Wie Ermittler berichten, wollte ein Verdächtiger in der Nacht auf Samstag einen Sprengsatz vor der Pariser Niederlassung der Bank of America im Stadtzentrum zünden. Eine Polizeipatrouille griff jedoch rechtzeitig ein und nahm den Mann fest, als er den Sprengkörper mit einem Feuerzeug aktivieren wollte. Ein mutmaßlicher Komplize konnte entkommen.
Die Anti-Terror-Staatsanwaltschaft hat die Ermittlungen übernommen.
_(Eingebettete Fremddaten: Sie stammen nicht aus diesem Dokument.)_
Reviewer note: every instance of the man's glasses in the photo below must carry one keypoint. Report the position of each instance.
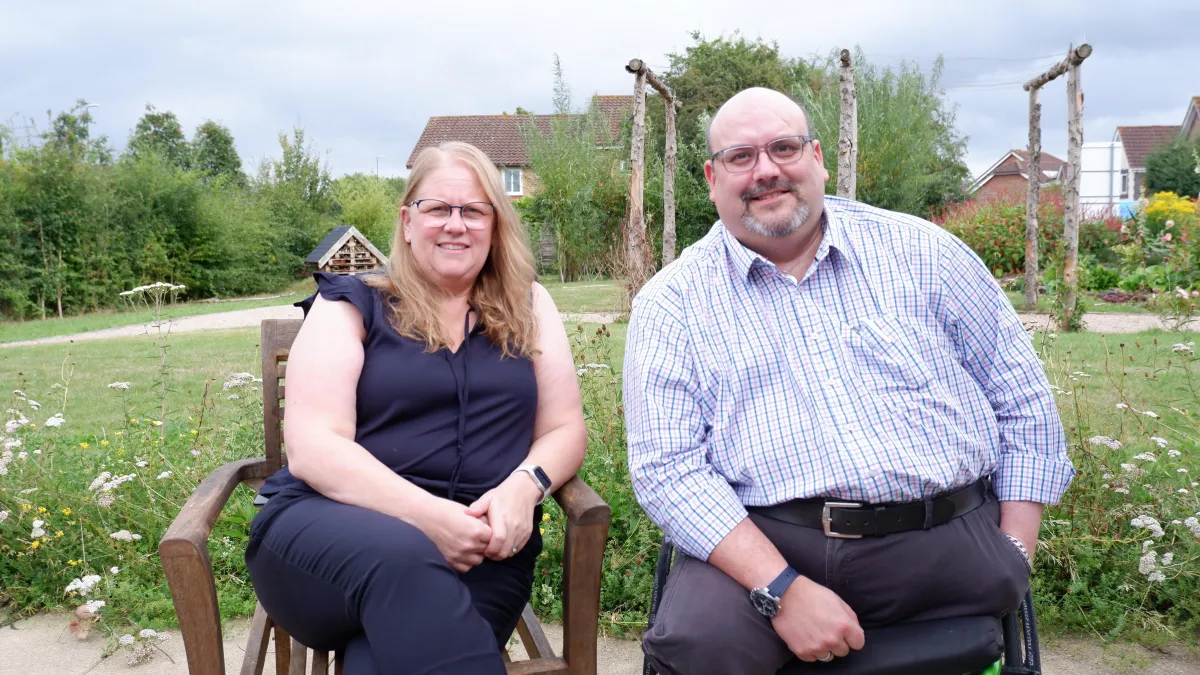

Aus Ermittlerkreisen heißt es, ein Zusammenhang mit iranischen Drohungen gegen israelische und US-Unternehmen in Europa im Zuge des Iran-Kriegs sei wahrscheinlich.
Der Sprengsatz war laut Behörden improvisiert: Er bestand aus einem vermutlich mit Treibstoff gefüllten Fünf-Liter-Kanister sowie einem Feuerwerkskörper als Zünder. Bei seiner Einvernahme gab der Festgenommene an, über den Onlinedienst Snapchat für die Tat angeworben worden zu sein – für eine Bezahlung von 600 Euro.
Während der Mann den Sprengsatz ablegte, hielt sich ein Begleiter in einiger Entfernung auf – offenbar, um die Tat zu filmen oder zu fotografieren.
Aus Ermittlerkreisen wird der Anschlagsversuch als "die Konkretisierung der iranischen Drohungen gegen amerikanische und israelische Interessen überall in Europa" bewertet. Frankreichs Innenminister Laurent Nuñez sprach von einer "terroristischen Gewalttat" und betonte, dass die Sicherheitsbehörden angesichts des "internationalen Kontextes" in erhöhter Alarmbereitschaft seien.
Seit Beginn des Iran-Kriegs vor rund einem Monat haben zahlreiche europäische Staaten ihre Sicherheitsmaßnahmen verschärft. Besonders geschützt werden dabei iranische Oppositionelle sowie jüdische Einrichtungen und israelische sowie US-amerikanische Vertretungen und Unternehmen.